Bonferroni Correction

#1
I have been using SPSS for about four months. I am not a statistician. I continue to learn something new every minute that I am working with this program. I am looking at scores for achievement levels based on race. When I run the data, here are my steps:
  1. Analyze
  2. multivariate
  3. DV= Reading, Math Score
  4. IV = Race, Gender, Special Education Status, Dummy Race W, Dummy Race AA
    post hoc = Bonferroni Correction

    Once I run the data, I get .188 significance level for reading and .052 for math on the pairwise comparison for race. If I continue and run a Bonferroni correction, I get .001 for reading and .000 math which of course shows significance.
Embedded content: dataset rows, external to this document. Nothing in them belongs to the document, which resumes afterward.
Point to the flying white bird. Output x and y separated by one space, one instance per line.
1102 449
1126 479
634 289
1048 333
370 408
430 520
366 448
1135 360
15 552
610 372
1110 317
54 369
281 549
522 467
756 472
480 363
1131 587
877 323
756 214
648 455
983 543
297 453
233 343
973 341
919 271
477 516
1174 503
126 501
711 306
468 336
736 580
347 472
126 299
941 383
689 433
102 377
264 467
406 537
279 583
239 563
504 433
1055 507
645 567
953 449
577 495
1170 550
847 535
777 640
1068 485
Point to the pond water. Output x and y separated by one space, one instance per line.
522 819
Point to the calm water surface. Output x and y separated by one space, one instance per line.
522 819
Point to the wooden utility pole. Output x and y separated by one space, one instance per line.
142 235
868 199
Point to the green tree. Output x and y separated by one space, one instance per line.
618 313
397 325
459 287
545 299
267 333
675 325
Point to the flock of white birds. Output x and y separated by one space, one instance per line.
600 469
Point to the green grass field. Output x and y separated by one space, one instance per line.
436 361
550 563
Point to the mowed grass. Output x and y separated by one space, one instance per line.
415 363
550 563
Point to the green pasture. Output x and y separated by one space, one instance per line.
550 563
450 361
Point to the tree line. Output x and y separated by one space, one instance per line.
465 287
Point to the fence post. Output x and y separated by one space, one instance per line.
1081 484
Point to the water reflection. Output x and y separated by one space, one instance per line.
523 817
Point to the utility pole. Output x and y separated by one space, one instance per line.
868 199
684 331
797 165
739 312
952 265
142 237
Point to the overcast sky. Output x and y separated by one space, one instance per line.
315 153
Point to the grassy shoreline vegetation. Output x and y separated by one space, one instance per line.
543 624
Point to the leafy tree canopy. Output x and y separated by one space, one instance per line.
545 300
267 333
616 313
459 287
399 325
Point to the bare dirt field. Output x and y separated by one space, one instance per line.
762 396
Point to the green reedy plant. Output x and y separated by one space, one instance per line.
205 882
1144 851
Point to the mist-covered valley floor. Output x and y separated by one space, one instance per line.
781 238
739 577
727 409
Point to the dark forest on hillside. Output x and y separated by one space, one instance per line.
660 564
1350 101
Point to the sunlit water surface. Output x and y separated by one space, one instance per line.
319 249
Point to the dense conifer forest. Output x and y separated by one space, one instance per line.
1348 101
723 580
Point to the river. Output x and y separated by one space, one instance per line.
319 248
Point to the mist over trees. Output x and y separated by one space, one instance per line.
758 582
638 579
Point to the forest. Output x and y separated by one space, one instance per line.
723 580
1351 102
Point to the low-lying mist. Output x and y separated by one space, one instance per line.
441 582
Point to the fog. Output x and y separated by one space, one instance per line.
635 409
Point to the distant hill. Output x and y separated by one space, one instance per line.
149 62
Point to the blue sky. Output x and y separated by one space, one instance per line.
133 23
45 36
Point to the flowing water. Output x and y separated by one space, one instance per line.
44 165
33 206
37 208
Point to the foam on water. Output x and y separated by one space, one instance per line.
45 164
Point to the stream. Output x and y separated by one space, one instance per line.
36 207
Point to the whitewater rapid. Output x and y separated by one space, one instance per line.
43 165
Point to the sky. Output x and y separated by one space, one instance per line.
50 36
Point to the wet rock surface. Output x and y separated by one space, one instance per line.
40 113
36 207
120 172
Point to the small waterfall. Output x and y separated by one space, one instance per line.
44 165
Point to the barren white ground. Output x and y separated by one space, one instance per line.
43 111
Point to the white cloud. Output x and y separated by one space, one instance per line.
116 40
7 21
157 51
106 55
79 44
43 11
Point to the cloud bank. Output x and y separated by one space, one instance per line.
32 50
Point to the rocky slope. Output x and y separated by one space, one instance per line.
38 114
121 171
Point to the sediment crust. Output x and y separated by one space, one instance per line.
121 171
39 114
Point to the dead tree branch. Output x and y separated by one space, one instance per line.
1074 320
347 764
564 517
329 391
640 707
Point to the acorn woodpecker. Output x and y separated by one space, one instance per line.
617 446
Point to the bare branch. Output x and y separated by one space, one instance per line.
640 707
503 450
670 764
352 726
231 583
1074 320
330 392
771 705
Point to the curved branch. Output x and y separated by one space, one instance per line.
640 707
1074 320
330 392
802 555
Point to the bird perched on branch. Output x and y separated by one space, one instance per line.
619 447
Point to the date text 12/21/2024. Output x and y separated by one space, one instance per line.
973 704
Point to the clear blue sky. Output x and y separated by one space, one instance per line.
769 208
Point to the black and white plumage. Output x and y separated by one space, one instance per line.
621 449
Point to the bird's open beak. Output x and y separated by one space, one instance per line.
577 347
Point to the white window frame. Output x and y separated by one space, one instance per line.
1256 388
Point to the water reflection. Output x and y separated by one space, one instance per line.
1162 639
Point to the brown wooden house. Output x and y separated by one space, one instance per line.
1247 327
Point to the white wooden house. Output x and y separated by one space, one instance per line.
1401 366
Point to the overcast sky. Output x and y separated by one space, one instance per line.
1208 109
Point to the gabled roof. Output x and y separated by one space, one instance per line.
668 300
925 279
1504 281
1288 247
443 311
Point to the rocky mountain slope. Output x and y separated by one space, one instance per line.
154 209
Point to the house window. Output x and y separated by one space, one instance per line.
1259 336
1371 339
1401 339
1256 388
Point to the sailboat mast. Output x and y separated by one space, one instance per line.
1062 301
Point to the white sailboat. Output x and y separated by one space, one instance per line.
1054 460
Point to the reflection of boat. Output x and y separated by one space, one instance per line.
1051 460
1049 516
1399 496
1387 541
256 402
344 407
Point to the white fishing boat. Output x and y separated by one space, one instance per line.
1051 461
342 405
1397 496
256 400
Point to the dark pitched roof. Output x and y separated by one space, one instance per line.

    But when I run the Dummy Race W and Dummy Race AA, I get a significance level of .027 for reading and .007 for math on the pairwise comparison. These scores are based on estimated marginal means.

    I guess my questions would be, can I run a Bonferroni Correction if no significance is noted on the initial analysis for race. Is it acceptable to divide (disaggregate) the race data to a more specific level, of White and African American, where an initial run demonstrates significance? Are those levels of significance acceptable? When should I use a Bonferroni Correction and when should I not use it?

    If anyone has an answer or assistance, I am wide open for it. Thanks!!
 
#2
Hey,

I'm not too much of a statistician myself. But from I know post-hoc tests are only conducted if you find a significant interaction in an omnibus test (in this case, the ANOVA). The very purpose of doing post-hoc testing is to see where the differences lie, because an ANOVA tells us there is a difference somewhere but we don't know exactly where. So we do follow up analyses or post-hoc tests.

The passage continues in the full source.